How to Unit Test an Express API in Node.js

How to Unit Test an Express API in Node.js

Ever deployed an API only to have it break unexpectedly in production?
Few things are more frustrating—and costly—than bugs that slip through because your code wasn’t properly tested.

That’s where unit testing comes in.

In this guide, I’ll walk you through how to unit test an Express API in Node.js, using practical examples from a Task Manager project. You’ll learn what to test, how to test it, and how to build confidence in your code before it reaches production.

🚀 Complete JavaScript Guide (Beginner + Advanced)

🚀 NodeJS – The Complete Guide (MVC, REST APIs, GraphQL, Deno)


What Is Unit Testing?

Unit testing is a software testing technique where individual units of code—such as functions, methods, or classes—are tested in isolation.

These tests are usually:

  • Automated
  • Fast
  • Focused on small pieces of logic

The goal is simple:
Verify that each unit behaves exactly as expected for a given input.

Why unit testing matters

  • Catches bugs early
  • Makes refactoring safer
  • Improves long-term code reliability
  • Gives you confidence to ship changes

Start With the Low-Hanging Fruit: Utility Functions

The best place to begin your unit testing journey is with utility functions.

Most utility functions are pure functions, meaning:

  • Same input → same output
  • No side effects
  • No dependency on external state (DB, UI, environment, etc.)

Because of this, they’re incredibly easy to test.

Example: getErrorMessage

This function extracts a meaningful message from different kinds of input:

  • An Error instance
  • An object with a message property
  • A string

Test cases you should cover:

  • Returns message from an Error object
  • Returns message from an object with a message property
  • Returns message from a string

Using Jest, this looks like:

  • describe() to group tests
  • test() for individual scenarios
  • expect() with matchers for assertions

If you’re new to Jest, spend time with the documentation—expect and matchers will become your daily tools.

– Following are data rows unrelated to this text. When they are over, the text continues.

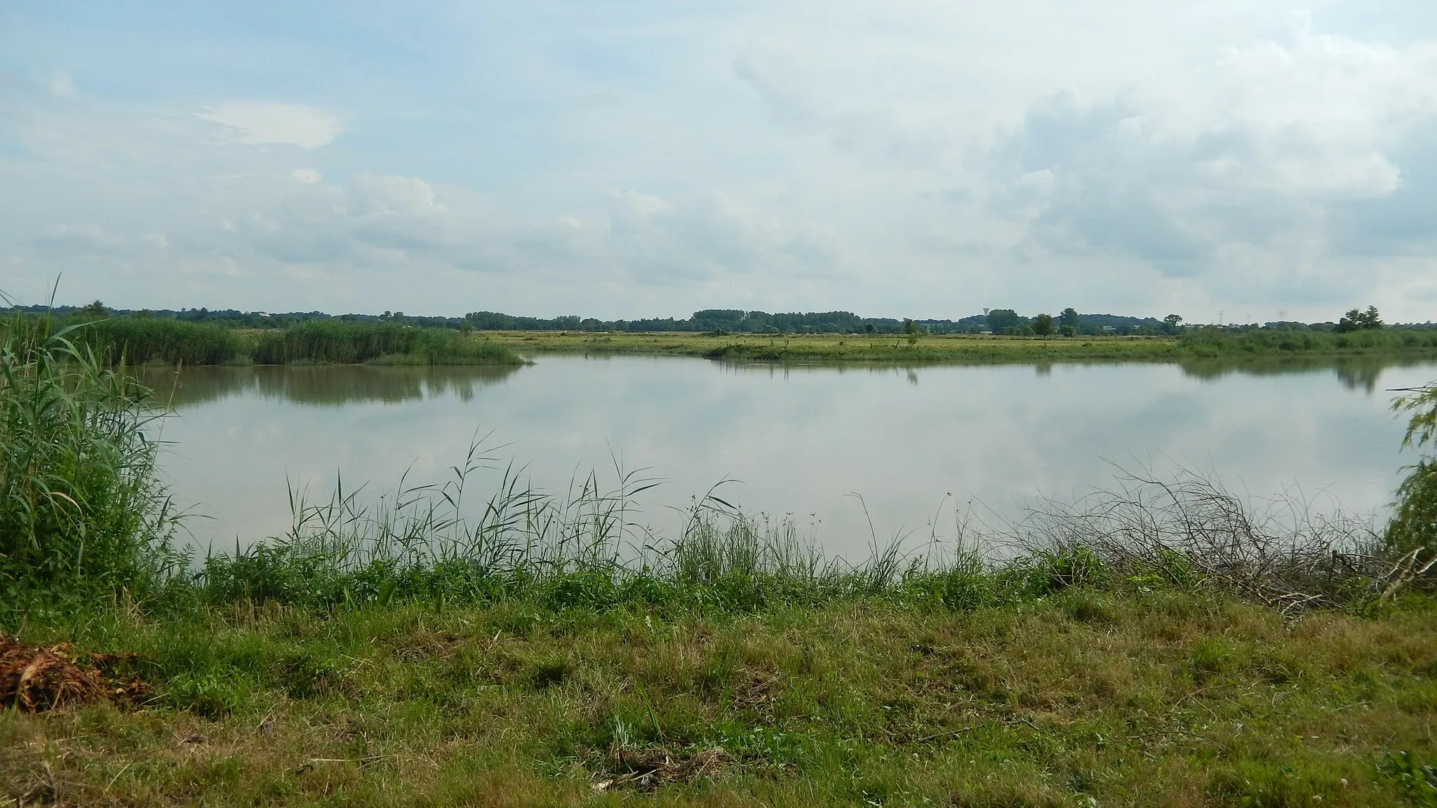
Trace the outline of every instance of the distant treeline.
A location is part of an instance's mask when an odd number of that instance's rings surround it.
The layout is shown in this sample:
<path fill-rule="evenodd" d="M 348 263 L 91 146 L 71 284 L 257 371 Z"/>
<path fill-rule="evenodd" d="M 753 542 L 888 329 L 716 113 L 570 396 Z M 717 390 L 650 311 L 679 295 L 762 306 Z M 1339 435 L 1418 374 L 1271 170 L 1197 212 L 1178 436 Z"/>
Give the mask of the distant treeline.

Testing Functions With Dependencies

Not all functions are pure. Some rely on frameworks like Express.

For example, a utility like getPaginationParams() depends on the Express request object.
To test it properly, we simulate that dependency.

What to test

  • Default pagination values when page and perPage are missing
  • Correct parsing when valid query parameters are provided

How to test it

  1. Create a mock request object
  2. Cast it to Request (sometimes via unknown first in TypeScript)
  3. Pass it into your function
  4. Assert the returned pagination values

This lets you test real behavior without running an actual server.


Testing Classes and Business Logic

Next, move beyond functions and test classes—especially ones that contain business rules.

In the Task Manager project, we test a Task entity that handles:

  • Completion logic
  • Priority calculation
  • DTO transformation

What to test in a class

1. Initialization

Make sure a new instance is created with the correct default values.

2. State changes

Example:
When calling markAsCompleted():

  • completedOn should change from null to a Date instance.

Use:

expect(task.completedOn).toBeInstanceOf(Date);

This is safer than checking an exact timestamp.

3. Error handling

If a task is already completed, calling markAsCompleted() again should throw an error.
Test that an error is thrown, not necessarily the exact message—this makes your tests more resilient to future changes.

4. Business rules

Test logic like:

  • Priority is high when due date is within 1 day
  • Priority is low when due date is a week away
  • Priority is null when no due date exists

These are exactly the kinds of rules unit tests should protect.


Testing DTOs (Data Transfer Objects)

Your API responses are contracts with your users.
Unit tests help you ensure those contracts stay intact.

For example:

  • Internal fields like createdAt should not appear in the response
  • Computed fields like priorityLevel should be included

Test this by:

  1. Creating a DTO from the entity
  2. Asserting excluded fields are missing
  3. Asserting required fields are present

Running Your Tests

Once your tests are in place:

npm run test

To generate a coverage report:

npm run test -- --coverage

⚠️ Don’t forget the two dashes — they pass the flag correctly to Jest.


How Much Coverage Is Enough?

Coverage is useful—but it’s not everything.

Some teams require:

  • 70%
  • 80%
  • Or even 90% coverage

But remember:

High coverage doesn’t guarantee good tests.

A better rule of thumb

Test the code that contains:

  • Business logic
  • Decision-making
  • State changes

If a piece of code has no logic, it may not need a test at all.


What’s Next?

So far, we’ve focused on:

  • Pure functions
  • Simple dependencies
  • Entities and business logic

But real-world systems often include:

  • External services
  • Databases
  • Complex module interactions

These require mocking, spies, and advanced testing patterns—which I cover in this article.


Final Thoughts

Unit testing isn’t just about avoiding bugs.
It’s about building confidence in your codebase.

When your APIs are backed by solid tests, you can:

  • Refactor without fear
  • Ship faster
  • Sleep better at night

If you’re building Express APIs in Node.js, unit testing isn’t optional—it’s essential.